1944. In Intermittent Fevers, Opium is a valuable adjunct to other measures, although incapable itself of effecting a cure. Its employment is as old as Galen; but, in modern times, was reintroduced by Dr. Trotter,* and was warmly advocated by Dr. Lind. He states, that if given in the intermissions, it had not the least effect, either in preventing or mitigating the succeeding paroxysm; that when given in the cold fit, it once or twice removed it; but that when administered half an hour after the commencement of the hot fit, it generally afforded immediate relief.
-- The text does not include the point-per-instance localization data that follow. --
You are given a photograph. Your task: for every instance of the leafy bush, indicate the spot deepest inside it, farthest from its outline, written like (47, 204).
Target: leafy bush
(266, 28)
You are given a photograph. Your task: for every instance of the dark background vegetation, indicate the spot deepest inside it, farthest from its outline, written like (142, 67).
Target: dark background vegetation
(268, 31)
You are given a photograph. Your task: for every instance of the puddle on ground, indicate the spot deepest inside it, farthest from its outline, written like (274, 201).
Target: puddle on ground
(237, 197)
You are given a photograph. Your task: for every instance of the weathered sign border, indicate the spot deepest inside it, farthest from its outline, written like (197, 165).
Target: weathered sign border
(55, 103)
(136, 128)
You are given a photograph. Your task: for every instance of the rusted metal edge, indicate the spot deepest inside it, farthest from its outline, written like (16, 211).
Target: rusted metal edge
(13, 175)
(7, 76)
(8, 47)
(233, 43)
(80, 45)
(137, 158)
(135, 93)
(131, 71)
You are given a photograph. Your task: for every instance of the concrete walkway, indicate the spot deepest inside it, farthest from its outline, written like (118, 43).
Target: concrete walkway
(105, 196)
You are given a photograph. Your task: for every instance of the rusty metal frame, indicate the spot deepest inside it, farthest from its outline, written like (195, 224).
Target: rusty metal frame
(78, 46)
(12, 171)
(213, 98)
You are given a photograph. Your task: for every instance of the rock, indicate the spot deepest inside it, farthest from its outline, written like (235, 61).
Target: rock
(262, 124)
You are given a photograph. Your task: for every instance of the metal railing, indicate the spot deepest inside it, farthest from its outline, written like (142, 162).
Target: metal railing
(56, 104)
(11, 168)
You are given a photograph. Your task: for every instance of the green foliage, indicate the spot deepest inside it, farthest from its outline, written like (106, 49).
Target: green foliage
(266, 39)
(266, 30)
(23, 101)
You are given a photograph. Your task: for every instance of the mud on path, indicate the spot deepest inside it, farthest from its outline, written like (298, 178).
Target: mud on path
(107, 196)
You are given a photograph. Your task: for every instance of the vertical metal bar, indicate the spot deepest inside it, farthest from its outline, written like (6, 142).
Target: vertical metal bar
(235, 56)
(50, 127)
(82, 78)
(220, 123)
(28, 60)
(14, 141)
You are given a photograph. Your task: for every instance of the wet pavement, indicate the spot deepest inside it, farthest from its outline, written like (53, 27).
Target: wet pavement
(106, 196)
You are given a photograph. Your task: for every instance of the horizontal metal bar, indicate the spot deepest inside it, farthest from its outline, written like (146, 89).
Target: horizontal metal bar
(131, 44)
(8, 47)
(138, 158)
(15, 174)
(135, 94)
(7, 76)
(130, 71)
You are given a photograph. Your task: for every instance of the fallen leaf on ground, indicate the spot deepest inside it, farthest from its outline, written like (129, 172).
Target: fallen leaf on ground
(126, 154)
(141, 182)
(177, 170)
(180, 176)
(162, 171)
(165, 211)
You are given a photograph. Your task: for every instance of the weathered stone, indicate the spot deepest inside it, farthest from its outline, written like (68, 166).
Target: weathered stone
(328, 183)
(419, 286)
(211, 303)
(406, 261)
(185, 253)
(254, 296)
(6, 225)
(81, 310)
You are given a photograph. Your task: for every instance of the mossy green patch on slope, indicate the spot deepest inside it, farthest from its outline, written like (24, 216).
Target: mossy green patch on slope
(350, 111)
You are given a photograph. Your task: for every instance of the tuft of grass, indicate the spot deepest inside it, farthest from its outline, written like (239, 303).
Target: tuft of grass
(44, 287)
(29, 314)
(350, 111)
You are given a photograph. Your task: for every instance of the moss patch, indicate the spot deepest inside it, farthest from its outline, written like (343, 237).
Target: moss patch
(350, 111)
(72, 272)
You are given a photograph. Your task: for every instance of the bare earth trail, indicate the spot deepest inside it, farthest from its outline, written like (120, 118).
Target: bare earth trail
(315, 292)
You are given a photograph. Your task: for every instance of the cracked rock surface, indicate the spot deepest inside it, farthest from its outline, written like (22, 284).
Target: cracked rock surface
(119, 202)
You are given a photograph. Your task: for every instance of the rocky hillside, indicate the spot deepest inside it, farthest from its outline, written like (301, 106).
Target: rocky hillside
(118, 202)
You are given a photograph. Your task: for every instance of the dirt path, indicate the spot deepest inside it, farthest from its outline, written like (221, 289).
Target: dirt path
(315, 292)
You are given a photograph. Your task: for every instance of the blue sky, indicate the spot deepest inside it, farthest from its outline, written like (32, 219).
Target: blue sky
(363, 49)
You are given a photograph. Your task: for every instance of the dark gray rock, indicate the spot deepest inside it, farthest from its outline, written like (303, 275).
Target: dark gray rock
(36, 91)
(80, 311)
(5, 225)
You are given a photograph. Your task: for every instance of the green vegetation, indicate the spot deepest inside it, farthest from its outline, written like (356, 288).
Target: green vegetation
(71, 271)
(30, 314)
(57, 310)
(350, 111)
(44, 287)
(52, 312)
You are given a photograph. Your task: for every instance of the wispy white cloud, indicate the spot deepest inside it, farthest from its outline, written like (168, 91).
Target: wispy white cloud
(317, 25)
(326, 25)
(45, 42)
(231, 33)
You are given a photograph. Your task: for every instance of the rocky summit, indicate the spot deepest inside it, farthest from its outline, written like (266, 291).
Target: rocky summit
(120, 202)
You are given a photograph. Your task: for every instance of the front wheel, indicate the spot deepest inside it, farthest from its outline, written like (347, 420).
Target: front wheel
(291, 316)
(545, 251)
When thus given, he observed the following effects to ensue: - 1. It shortened and abated the fit with more certainty than an ounce of bark. 2. It generally gave sensible relief to the head, took off the burning heat of fever, and occasioned a profuse sweat. 3. It often produced a soft, refreshing sleep, from which the patient awaked, bathed in sweat, and in a great measure free from all complaints. He further considered, that when thus given during the paroxysm of fever, it not only produced present relief, but rendered the patient less prone to liver disease, dropsy, &c. I cannot speak of its efficacy when administered in the hot stage; but, if administered in a full dose (T. Opii exl.) at the commencement, or even during the presence of the cold stage, I have seen it, in numerous instances, >operate almost like a charm in cutting it short; and although it did not appear to shorten the subsequent hot stage, it appeared in many instances to mitigate its severity. So perfectly aware of this were the soldiers during the Peninsular War, that Dr. Joseph Brown * states, that at the first appearance of the cold stage, they applied in most cases for " an ague draught," which consisted of exl. T. Opii and 3j. of Ether. Lind found that in children, rubbing the spine with an embrocation of equal parts of soap liniment and T. Opii, at the approach of the cold stage, often prevented the paroxysm. In Hay Fever, Mr. White Cooper speaks highly of Tr. of Opium in doses of gutt. ij. - iij. every two hours for three times, followed by one drop every two hours till the discharge from the eye and nose diminishes. The treatment should be continued at longer intervals for three or four days.

* Medicina Nautica.

On Fevers and Infections, 8vo, 1763.

1945. In Small-Pox of a mild character, Opium is generally uncalled for; but in severe or confluent cases, when there is much nervous irritability, intense itching of the skin, sleeplessness, and, in the advanced stages, alarming convulsions, Opium in a full dose may be given, taking care to prevent it constipating the bowels, or affecting the head. It is best conjoined with Tartar Emetic.